3. When the future expectations no longer support the price of the stock or when yields fall below the satisfactory level. You need to constantly monitor the various ratios and data points over time, not just when you buy the stock but also when you sell. When most ratios suggest the stock is getting expensive, as determined by your initial evaluation, then you need to sell the stock. But don't sell if only one of your variables is out of track. There should be a number of them screaming that the stock is fully valued.

4. When other alternatives are more attractive than the stocks held, then liquidate your position in a stock which is least performing and reinvest the same in a new buy.

5. When there is tax advantage in the sale for the investor. If you have made a capital gain somewhere, you can safely buy a stock before dividend announcements i.e. at cum-interest prices and sell it after dividend pay out at ex-interest prices, which will be way below the price at which you had bought the stock. This way the capital loss that you make out of the buy and sell can be offset against the capital gain that you had made elsewhere and will hence cut your taxes on it.

6. Sell if there has been a dramatic change in the direction of the company. Its usually a messy problem when a company successful in one business decides to enter another unrelated venture. Such a decision even though would step up the price initially due to the exuberant announcements, it would begin to fall heavily after a short span. This is because the new venture usually squeezes the successful venture of its reserves and reinvesting capability, thus hurting its future earnings capability.

7. If the earnings and if they aren't improving over two to three quarters, chuck out the stock from your portfolio. To get a higher price on a stock, it needs to constantly improve earnings, not just match past quarters. However, as an investor, you need to read the earnings announcements carefully and determine if there are one-time charges that are hurting current earnings for the benefit of future earnings.

8. Cut losses at the right level. But do not sell on panic. The usual rule for retail investor is to sell if a stock falls 8% below the purchase price. If you don't cut losses quickly, sooner or later you'll suffer some very large losses. Cutting losses at 8% will always allow investors to survive to invest another day.

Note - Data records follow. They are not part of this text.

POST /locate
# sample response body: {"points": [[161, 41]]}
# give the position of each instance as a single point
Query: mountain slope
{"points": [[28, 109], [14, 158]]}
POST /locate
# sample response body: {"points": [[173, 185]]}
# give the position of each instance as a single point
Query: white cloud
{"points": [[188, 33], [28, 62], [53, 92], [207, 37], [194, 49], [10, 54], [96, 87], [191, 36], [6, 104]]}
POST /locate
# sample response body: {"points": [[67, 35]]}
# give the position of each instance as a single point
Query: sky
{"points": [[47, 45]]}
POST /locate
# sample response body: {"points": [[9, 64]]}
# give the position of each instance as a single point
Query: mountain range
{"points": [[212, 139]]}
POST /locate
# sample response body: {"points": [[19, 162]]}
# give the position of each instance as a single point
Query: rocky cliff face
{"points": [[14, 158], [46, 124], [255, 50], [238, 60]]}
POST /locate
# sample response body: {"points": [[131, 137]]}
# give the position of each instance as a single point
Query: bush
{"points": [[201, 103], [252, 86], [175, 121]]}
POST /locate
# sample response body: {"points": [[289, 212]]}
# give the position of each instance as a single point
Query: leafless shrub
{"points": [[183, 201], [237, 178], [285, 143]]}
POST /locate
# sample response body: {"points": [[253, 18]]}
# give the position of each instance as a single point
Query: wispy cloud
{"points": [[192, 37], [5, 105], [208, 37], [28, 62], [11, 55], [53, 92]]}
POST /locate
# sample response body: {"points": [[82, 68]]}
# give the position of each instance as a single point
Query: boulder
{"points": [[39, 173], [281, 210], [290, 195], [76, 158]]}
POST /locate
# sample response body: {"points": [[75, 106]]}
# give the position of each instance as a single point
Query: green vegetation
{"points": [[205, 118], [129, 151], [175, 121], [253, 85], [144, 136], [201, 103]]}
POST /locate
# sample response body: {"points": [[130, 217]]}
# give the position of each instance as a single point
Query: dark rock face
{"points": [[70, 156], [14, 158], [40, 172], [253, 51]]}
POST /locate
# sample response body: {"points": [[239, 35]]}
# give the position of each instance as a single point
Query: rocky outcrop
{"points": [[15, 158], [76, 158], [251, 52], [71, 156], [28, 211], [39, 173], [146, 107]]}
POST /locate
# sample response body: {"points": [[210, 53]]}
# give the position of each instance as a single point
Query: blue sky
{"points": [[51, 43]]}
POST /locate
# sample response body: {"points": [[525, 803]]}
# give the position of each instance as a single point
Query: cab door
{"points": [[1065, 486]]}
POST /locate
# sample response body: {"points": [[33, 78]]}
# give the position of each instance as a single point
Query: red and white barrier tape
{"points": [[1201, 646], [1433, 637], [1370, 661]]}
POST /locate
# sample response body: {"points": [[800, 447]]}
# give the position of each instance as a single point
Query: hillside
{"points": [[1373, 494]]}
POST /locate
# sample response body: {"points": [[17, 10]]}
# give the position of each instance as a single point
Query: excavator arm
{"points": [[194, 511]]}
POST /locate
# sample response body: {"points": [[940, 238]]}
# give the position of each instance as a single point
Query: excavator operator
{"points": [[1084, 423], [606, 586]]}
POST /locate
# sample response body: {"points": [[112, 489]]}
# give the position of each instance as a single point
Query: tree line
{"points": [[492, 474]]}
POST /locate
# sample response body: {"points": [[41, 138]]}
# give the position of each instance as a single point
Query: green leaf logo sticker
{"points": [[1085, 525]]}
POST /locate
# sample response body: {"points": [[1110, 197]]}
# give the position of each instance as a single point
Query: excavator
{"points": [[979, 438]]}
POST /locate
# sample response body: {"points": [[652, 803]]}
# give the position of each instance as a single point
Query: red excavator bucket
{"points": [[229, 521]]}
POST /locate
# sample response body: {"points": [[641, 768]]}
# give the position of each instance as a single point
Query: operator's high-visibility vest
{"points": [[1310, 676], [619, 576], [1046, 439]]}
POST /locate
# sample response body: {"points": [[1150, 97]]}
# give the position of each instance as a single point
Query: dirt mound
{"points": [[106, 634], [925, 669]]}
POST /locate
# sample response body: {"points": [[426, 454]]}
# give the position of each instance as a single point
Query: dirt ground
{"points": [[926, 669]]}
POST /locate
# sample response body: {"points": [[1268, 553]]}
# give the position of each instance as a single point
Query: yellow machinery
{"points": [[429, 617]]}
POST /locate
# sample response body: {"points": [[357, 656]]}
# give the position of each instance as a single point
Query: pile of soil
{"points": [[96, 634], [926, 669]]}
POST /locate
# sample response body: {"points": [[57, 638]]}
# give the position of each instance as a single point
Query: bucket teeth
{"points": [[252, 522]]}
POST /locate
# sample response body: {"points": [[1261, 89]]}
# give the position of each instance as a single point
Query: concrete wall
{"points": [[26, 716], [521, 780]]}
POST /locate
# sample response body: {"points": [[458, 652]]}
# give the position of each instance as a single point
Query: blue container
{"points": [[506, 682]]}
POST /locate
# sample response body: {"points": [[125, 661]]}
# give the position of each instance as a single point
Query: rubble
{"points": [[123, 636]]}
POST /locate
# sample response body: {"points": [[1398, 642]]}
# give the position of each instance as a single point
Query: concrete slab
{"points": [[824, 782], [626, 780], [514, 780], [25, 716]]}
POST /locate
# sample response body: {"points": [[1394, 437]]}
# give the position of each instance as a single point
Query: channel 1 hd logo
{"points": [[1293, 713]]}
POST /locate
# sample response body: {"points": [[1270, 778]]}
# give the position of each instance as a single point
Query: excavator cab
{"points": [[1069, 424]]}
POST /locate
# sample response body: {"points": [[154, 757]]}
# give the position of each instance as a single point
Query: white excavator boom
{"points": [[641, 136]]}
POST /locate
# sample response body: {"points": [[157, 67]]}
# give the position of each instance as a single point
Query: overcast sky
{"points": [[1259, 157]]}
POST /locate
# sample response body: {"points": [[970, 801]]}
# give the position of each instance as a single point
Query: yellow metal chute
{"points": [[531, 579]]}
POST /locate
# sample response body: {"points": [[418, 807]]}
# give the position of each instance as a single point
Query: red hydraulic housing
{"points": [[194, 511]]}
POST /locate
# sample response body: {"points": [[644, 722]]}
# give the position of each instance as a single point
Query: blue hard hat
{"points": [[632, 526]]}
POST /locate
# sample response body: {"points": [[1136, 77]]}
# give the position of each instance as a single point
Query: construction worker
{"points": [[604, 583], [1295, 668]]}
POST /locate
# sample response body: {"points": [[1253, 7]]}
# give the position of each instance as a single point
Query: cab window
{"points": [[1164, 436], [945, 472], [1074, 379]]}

However, this is not exactly the right way to do it. Some investors have certain disciplines: take only a 10% or 20% loss, then get out. Cut your losses, let your winners ride, etc. The only problem with that is that you often get out just as the stock turns around and heads up to new highs. If you have done your homework on a stock, you will experience a great deal of volatility and a 5 to 8 % move in the stock is part of the trading day. To simply get out of a stock that you've worked hard to find because it goes down, especially without any news attached to it, only guarantees you'll get out and lose money. Stay with a good stock. Keep up with the news and the quarterly reports. Know your stock well, and the fluctuations every investor must endure won't trouble you as much as the uninformed investor. In fact, many of these downdrafts are great opportunities to buy more of a good stock at a great price, not a chance to sell at a loss and miss out on a winner.